# Predictive Modeling for the Bachelorette Predictor
### Kwame V. Taylor

I will use linear regression and machine learning to predict values of contestants' ```ElimWeek```.

## Set up Environment

In [1]:
import numpy as np
import pandas as pd

from sklearn.cluster import KMeans
from sklearn.metrics import mean_squared_error, explained_variance_score, mean_absolute_error
from sklearn.linear_model import LinearRegression, TweedieRegressor
from sklearn.feature_selection import RFE
from sklearn.preprocessing import PolynomialFeatures

import warnings
warnings.filterwarnings("ignore")

In [10]:
from wrangle import acquire_data, join_dfs, drop_extra_cols
from preprocessing import handle_dates_and_elims, train_validate_test
from model import model_1, model_1_test

## Wrangle and Preprocess the Data

In [3]:
df, join = acquire_data()
df = join_dfs(df, join)
df = drop_extra_cols(df)

In [4]:
df = handle_dates_and_elims(df)
X_train, y_train, X_validate, y_validate, X_test, y_test, train, validate, test = train_validate_test(df, 'ElimWeek')

Shape of train: (147, 4) | Shape of validate: (64, 4) | Shape of test: (53, 4)


## Modeling

**The goal is to produce a predictive model that outperforms the baseline in predicting the target value -- in this case, ```ElimWeek```.**

### Define and Evaluate Baseline

In [5]:
#np.median(y_train)
np.mean(y_train)

3.727891156462585

In [6]:
#baseline = y_train.median()
baseline = y_train.mean()

baseline_rmse_train = round(mean_squared_error(y_train, np.full(len(y_train), baseline))**1/2, 6)
print('RMSE (Root Mean Square Error) of Baseline on train data:\n', baseline_rmse_train)
baseline_rmse_validate = round(mean_squared_error(y_validate, np.full(len(y_validate), baseline))**1/2, 6)
print('RMSE (Root Mean Square Error) of Baseline on validate data:\n', baseline_rmse_validate)

RMSE (Root Mean Square Error) of Baseline on train data:
 4.16706
RMSE (Root Mean Square Error) of Baseline on validate data:
 4.18615


Mean performed better than median.
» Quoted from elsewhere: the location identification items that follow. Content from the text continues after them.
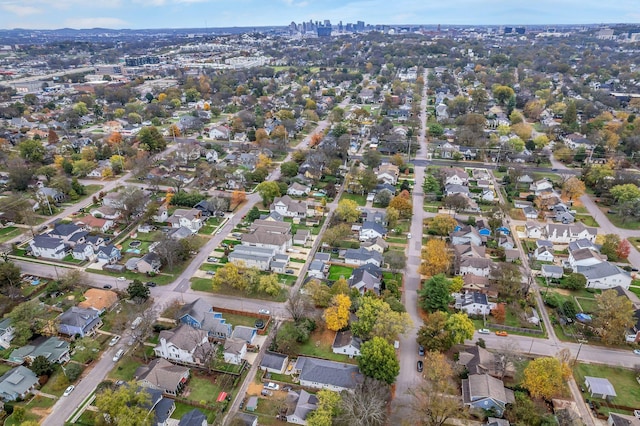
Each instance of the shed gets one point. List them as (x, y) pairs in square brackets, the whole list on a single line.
[(599, 387)]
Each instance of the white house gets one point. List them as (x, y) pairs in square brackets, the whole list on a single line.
[(346, 344), (183, 344), (474, 303), (234, 351), (605, 275), (188, 218)]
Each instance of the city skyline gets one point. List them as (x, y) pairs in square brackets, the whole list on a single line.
[(142, 14)]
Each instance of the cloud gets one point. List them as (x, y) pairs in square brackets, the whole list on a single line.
[(97, 22), (20, 10)]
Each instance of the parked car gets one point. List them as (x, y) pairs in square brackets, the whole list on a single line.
[(118, 355)]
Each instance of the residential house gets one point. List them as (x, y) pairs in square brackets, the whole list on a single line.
[(485, 392), (149, 263), (188, 218), (299, 405), (455, 176), (109, 254), (298, 190), (474, 303), (99, 299), (363, 281), (552, 271), (184, 344), (17, 383), (605, 275), (79, 321), (199, 314), (372, 230), (274, 362), (195, 417), (466, 235), (162, 375), (476, 266), (362, 256), (584, 257), (567, 233), (254, 256), (377, 244), (323, 374), (288, 207), (55, 350), (388, 173), (234, 351), (345, 343), (6, 333), (49, 247)]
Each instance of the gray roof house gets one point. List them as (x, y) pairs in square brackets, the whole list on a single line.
[(485, 392), (17, 383), (323, 374)]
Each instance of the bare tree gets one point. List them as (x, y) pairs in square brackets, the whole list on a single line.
[(366, 405)]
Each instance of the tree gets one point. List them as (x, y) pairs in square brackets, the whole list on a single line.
[(378, 360), (126, 405), (434, 399), (328, 406), (435, 258), (435, 294), (613, 316), (625, 193), (347, 211), (337, 314), (138, 292), (508, 279), (545, 377), (32, 150), (395, 260), (573, 188), (268, 191), (41, 366), (442, 224), (10, 280), (366, 405), (402, 203)]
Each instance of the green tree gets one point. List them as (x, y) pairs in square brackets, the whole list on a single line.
[(41, 366), (268, 191), (127, 405), (435, 294), (378, 360), (138, 292), (32, 151), (347, 211)]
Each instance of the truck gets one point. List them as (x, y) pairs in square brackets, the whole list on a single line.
[(136, 322)]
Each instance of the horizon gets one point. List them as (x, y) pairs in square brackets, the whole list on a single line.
[(185, 14)]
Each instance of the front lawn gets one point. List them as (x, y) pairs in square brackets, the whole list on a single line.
[(336, 271), (623, 381)]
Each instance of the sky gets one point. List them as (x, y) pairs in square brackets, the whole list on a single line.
[(137, 14)]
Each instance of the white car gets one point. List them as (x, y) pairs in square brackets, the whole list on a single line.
[(68, 390), (118, 355)]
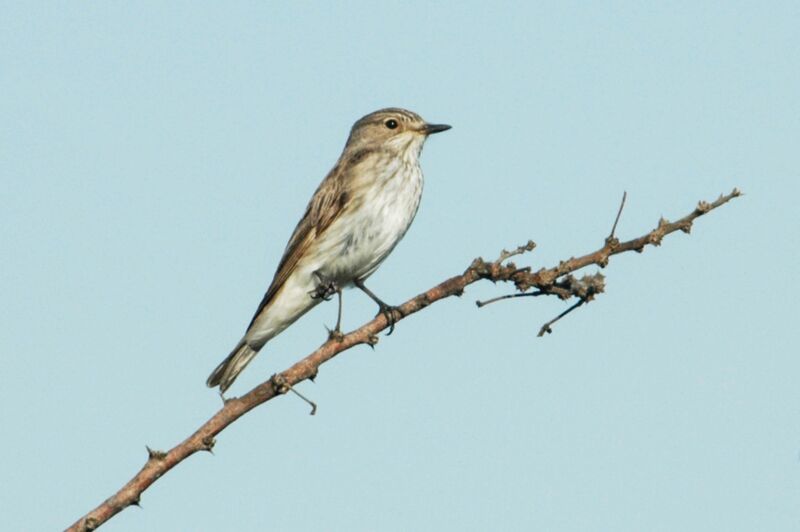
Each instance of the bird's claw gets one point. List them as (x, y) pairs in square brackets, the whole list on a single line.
[(324, 290), (388, 312)]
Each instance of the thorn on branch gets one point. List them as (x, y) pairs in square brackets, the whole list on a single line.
[(208, 444), (505, 254), (281, 386), (547, 329), (612, 236), (153, 454)]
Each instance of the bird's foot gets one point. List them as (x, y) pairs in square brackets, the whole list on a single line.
[(325, 289), (388, 312), (335, 334)]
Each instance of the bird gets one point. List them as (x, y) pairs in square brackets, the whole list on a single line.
[(358, 214)]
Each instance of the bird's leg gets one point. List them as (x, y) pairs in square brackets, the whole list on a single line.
[(336, 333), (324, 289), (385, 309)]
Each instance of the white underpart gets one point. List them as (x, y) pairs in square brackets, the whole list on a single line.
[(355, 244)]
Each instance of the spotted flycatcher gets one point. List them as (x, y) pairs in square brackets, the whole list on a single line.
[(356, 217)]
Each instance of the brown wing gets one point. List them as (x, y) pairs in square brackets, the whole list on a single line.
[(325, 206)]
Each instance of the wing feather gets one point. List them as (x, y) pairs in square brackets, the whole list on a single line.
[(325, 206)]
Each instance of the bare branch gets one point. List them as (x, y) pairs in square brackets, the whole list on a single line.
[(555, 281)]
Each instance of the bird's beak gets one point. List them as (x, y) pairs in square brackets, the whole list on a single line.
[(430, 129)]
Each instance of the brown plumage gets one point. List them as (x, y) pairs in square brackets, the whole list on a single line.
[(357, 215)]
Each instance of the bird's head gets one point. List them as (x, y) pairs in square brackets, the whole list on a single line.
[(392, 129)]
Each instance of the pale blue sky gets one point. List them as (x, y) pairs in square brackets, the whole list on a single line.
[(155, 159)]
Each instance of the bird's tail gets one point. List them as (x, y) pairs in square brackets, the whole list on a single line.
[(224, 375)]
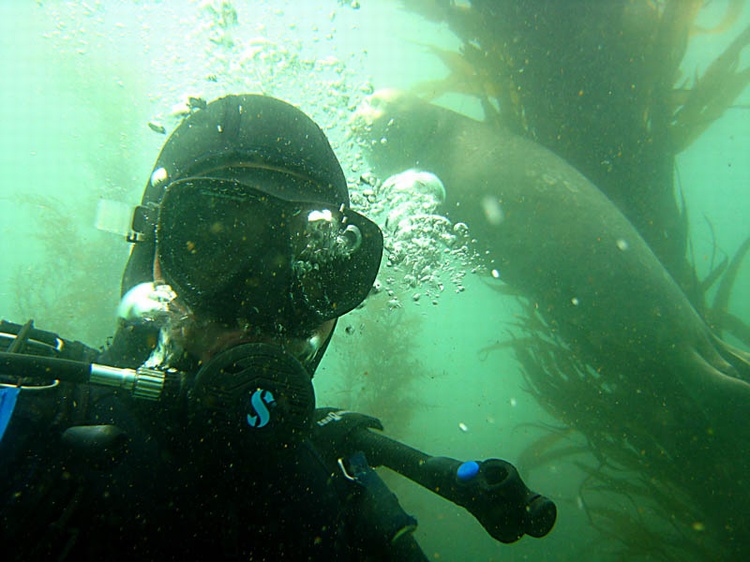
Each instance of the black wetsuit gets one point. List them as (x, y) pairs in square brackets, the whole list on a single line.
[(153, 494)]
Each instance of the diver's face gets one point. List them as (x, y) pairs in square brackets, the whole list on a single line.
[(204, 337)]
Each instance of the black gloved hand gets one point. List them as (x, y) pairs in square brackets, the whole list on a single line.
[(333, 427)]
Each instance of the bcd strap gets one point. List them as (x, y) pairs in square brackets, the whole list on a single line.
[(8, 397)]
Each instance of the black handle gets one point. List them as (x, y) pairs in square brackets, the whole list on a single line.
[(491, 490)]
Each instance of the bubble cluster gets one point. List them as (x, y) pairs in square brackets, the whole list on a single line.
[(425, 253)]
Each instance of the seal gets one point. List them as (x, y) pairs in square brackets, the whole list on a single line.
[(559, 240)]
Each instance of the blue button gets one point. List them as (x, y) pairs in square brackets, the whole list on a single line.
[(467, 471)]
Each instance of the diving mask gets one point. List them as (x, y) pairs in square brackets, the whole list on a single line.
[(241, 256)]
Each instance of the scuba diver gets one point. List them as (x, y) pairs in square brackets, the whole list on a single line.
[(194, 434)]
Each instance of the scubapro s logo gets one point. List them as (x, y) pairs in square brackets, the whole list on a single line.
[(259, 402)]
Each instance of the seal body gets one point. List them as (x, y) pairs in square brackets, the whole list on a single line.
[(559, 240)]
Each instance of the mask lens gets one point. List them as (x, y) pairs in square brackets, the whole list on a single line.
[(237, 252)]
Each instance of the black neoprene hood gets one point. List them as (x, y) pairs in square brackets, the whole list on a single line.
[(259, 139)]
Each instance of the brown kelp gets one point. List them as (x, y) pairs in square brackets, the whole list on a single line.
[(599, 84)]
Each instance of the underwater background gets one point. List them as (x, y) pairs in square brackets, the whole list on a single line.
[(87, 88)]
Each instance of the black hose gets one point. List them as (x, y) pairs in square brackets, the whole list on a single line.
[(18, 365)]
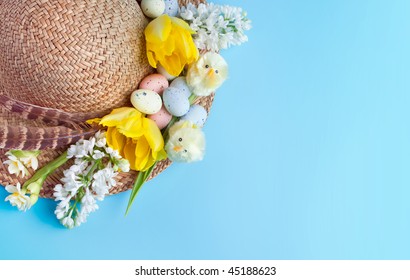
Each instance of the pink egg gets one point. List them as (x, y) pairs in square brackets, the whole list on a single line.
[(154, 82), (162, 118)]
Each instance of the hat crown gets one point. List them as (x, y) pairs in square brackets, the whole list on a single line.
[(73, 55)]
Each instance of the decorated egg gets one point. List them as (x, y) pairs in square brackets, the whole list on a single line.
[(175, 101), (180, 83), (163, 72), (154, 82), (161, 118), (197, 115), (153, 8), (146, 101), (171, 8)]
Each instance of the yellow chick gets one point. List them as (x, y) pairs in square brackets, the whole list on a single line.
[(186, 142), (207, 74)]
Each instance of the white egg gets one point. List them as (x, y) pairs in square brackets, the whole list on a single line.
[(175, 101), (146, 101), (171, 7), (197, 115), (161, 70), (153, 8), (180, 83)]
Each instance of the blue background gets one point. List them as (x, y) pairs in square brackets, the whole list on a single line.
[(308, 153)]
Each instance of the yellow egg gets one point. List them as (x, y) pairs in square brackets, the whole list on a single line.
[(153, 8), (146, 101)]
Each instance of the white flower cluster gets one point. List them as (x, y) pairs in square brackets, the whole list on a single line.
[(217, 27), (88, 180), (18, 161)]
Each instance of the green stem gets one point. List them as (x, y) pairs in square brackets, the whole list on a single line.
[(141, 179), (47, 170)]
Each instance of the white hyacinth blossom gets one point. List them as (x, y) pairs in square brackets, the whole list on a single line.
[(217, 27), (18, 197), (89, 179)]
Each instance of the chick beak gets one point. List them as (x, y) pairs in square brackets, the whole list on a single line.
[(177, 149), (211, 73)]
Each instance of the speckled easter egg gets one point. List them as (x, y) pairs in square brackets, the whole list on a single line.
[(171, 7), (197, 115), (180, 83), (161, 118), (163, 72), (175, 101), (153, 8), (146, 101), (154, 82)]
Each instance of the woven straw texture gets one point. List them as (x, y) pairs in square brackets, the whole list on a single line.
[(78, 56)]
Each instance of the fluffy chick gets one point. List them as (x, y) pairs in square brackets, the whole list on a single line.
[(186, 142), (207, 74)]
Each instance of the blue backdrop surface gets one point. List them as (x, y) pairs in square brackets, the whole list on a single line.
[(308, 153)]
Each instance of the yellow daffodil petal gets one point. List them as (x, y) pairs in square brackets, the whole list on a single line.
[(142, 153), (173, 64), (151, 59), (115, 139), (157, 31), (119, 115), (94, 121), (169, 42), (129, 153)]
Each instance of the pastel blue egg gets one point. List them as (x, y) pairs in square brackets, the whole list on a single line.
[(180, 83), (171, 8), (197, 115), (175, 101)]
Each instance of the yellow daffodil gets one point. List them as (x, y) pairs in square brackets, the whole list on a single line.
[(135, 137), (169, 42)]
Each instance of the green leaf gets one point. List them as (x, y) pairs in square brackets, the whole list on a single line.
[(141, 179)]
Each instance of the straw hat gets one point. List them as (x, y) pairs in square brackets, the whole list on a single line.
[(61, 63)]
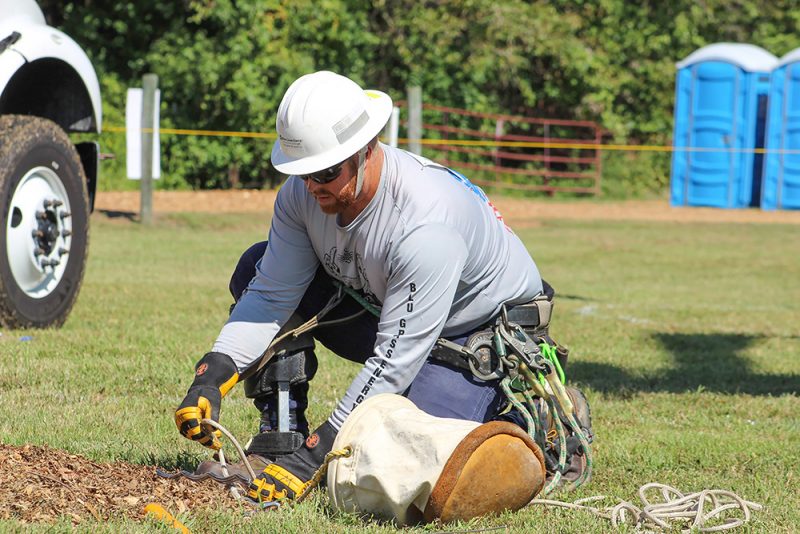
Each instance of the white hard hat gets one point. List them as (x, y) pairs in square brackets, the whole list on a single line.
[(324, 118)]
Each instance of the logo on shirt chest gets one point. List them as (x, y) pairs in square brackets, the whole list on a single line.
[(348, 267)]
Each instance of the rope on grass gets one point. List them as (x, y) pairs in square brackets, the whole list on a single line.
[(242, 456), (311, 484), (677, 509)]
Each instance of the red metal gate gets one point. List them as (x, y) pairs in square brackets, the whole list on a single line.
[(514, 152)]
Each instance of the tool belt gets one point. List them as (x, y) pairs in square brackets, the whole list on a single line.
[(478, 354)]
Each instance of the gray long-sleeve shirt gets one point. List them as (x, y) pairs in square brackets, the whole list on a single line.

So, my baseline will be ```3.727891156462585```.

For the MVP I'll just do one model, if it beats the baseline.

### Model 1 - Ordinary Least Squares (OLS) using Linear Regression

In [7]:
X_train.columns

Index(['Age', 'Season', 'One-on-One_Score', 'FirstDate'], dtype='object')

In [8]:
# use all features except season

X = X_train.drop(columns=['Season'])
y = y_train

X_v = X_validate.drop(columns=['Season'])
y_v = y_validate

lm_pred, lm_rmse, lm_pred_v, lm_rmse_v = model_1(X, y, X_v, y_v)

RMSE for OLS using LinearRegression

On train data:
 1.130448 

 On validate data:
 1.005982


This model performs better than the baseline. 🎉

**Now that I know Model 1 is the best performing, I will test it on the test data.**

In [11]:
# use all features except season

X = X_test.drop(columns=['Season'])
y = y_test

lm_pred, lm_rmse = model_1_test(X, y)

RMSE for OLS using LinearRegression

On test data:
 0.896826


**Looks good!! Model 1 performs the best and beats the baseline.** 🥳

On next iteration of this project I will save a dataframe (as .csv) that has the best model's predictions in it.

Now I will put this code into functions in a ```model.py``` file, and transfer my findings to the main notebook.